U.S. Pat. No. 2,551,751 discloses an air conditioning conduit which is pliable and which is designed 14 for installation in older buildings for moving cooled air from a source to a room to be cooled. The pliable conduit disclosed in this patent, like the flexible pipe of U.S. Pat. No. 2,595,408, forms a complete enclosure and does not contemplate using the sub floor and raised floor as top and bottom of a conduit, nor does it contemplate the use of a single strip of flexible material as an air deflector for directing heated or cooled air to a desired area to be conditioned.
Another example of the prior art is showed in U.S. Pat. No. 2,352,876, in which sections of collapsable fire-resistent corrugate board is used to form ducting for heated air. As with the prior patents discussed above, this patent does not contemplate applicant's invention.
Another patent having a similar construction to U.S. Pat. No. 2,353,876 is U.S. Pat. No. 3,078,880, which discloses a folding insulated duct. Again the duct is the complete enclosure of generally rectangular shape, having portions formed so as to be assembled with edges of the preformed ducting having made in portions.

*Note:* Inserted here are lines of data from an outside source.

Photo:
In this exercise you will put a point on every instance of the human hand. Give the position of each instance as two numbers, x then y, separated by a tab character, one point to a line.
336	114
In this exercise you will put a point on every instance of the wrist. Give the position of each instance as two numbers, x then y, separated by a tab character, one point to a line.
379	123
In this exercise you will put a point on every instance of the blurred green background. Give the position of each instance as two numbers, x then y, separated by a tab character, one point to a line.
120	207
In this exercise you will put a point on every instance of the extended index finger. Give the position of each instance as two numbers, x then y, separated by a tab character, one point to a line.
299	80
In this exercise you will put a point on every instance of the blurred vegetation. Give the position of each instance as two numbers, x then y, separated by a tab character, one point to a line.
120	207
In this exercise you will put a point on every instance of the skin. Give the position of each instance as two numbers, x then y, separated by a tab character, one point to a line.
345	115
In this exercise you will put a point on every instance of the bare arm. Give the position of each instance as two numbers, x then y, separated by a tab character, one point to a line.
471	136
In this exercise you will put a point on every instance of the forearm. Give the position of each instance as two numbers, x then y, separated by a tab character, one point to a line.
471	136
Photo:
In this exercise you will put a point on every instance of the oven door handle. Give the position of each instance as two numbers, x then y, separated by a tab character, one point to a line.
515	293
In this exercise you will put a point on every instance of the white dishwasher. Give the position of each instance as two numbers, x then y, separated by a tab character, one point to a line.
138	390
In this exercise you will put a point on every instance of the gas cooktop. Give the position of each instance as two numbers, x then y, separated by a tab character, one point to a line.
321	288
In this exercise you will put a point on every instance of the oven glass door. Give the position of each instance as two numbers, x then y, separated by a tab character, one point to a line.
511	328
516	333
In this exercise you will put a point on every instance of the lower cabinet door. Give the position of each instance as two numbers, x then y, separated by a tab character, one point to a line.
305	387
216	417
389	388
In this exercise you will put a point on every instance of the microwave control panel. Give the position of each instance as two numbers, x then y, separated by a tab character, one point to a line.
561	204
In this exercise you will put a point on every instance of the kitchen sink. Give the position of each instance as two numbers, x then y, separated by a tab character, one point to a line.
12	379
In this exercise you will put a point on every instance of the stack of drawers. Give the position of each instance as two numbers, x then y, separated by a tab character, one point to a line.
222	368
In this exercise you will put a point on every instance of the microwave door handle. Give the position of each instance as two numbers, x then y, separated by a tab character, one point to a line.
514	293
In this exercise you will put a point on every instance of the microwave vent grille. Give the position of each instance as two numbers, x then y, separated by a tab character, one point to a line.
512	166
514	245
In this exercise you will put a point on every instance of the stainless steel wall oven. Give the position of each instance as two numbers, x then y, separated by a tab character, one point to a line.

U.S. Pat. No. 3,759,159 shows a ventilating air distributing duct system employing fiberglass sections as wall members of the ducts for installation in drop ceiling applications. The system disclosed in the patent requires an enclosed duct system for air distribution and requires a very complex support structure neither of which are required by applicant's invention.
U.S. Pat. No. 2,887,733 describes a system for distributing heated air in a mobile home application wherein blankets of insulation formed in U-shaped members by heating air ducts within the mobile home. The duct system shown in the patent requires a firm support box shown in FIG. 3 of the patent as elements 12, 13, and 14, to support the U-shaped insulation blanket to form the heating duct. Further, a channel member 16 is contained within the insulated channel to actually carry the heated air. The structure of the patent is much more complex and expensive then the structure of an embodiment of applicant's invention. Further, as with the previous prior art patents discussed this patent does not contemplate the use of a single strip of flexible material to provide cold or warm air direction and deflection in an enclosed environment such as a raised floor or dropped ceiling application. Each of the prior art patents described above, contains one or more disadvantages relative to use in an enclosed environment such as a raised floor or dropped ceiling application. Each of the systems described in those patents are expensive and require complex support mechanisms.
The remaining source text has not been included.